Mitte des Jahres geht die langjährige Direktorin des Hauses, Jutta Penndorf, in den Ruhestand. Ab dann zeichnet die gebürtige Zwickauerin verantwortlich. Sie wolle nicht alles anders machen, aber durchaus weiterführende Impulse setzen, erläuterte Nauhaus auf Anfrage der Medienvertreter.

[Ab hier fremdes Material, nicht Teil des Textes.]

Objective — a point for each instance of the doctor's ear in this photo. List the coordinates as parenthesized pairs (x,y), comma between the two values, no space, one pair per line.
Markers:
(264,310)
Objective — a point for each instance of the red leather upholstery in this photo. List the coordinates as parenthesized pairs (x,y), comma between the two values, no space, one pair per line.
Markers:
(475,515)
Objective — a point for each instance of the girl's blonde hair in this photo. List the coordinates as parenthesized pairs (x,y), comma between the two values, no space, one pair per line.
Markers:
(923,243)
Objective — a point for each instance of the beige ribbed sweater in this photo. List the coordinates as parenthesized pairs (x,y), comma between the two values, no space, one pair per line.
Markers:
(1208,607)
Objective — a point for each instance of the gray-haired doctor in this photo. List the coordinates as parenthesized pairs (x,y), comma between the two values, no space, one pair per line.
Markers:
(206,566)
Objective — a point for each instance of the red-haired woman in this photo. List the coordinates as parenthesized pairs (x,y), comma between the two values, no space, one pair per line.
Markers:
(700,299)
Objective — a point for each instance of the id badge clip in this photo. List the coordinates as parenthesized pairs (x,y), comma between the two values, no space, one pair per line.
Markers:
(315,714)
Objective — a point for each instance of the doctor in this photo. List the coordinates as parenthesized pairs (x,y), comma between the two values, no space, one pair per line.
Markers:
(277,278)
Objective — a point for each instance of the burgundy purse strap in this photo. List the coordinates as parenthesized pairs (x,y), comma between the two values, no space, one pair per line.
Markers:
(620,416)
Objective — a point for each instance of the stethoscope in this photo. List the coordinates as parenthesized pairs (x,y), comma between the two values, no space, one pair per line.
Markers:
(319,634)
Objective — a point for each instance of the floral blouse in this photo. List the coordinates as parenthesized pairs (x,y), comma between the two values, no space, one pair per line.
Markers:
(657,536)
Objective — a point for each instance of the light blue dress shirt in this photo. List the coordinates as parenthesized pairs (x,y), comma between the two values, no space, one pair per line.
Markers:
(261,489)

Derzeit ist die promovierte Kunst- und Literaturhistorikerin noch beim Städtischen Museum Braunschweig beschäftigt. Hier kalaogisierte sie u.a. 2.000 Gemälde der hauseigenen Sammlung. Auch in Altenburg sieht sie eine ihrer künftigen Hauptaufgaben in der Digitalisierung der Bestände.Das "Studio Bildende Kunst" wolle sie noch mehr im Museum verankern und auch das Museum mehr aus dem Schatten-Dasein holen.
Eine Auswahlkommission hatte sich aus zahlreichen Bewerbungen für Nauhaus entschieden und heute konnte die künftige Direktorin ihren Arbeitsvertrag unterschreiben.
Die scheidende Direktorin, Jutta Penndorf, gab der Nachfolgerin einen Tipp mit auf den Weg. "Man muss in Altenburg Wurzeln schlagen, man muss zur Stadt gehören." Das sei ihr leider nicht immer gelungen. Dr. Julia Nauhaus hofft, genau das zu erreichen. Derzeit ist sie in Altenburg auf Wohnungssuche.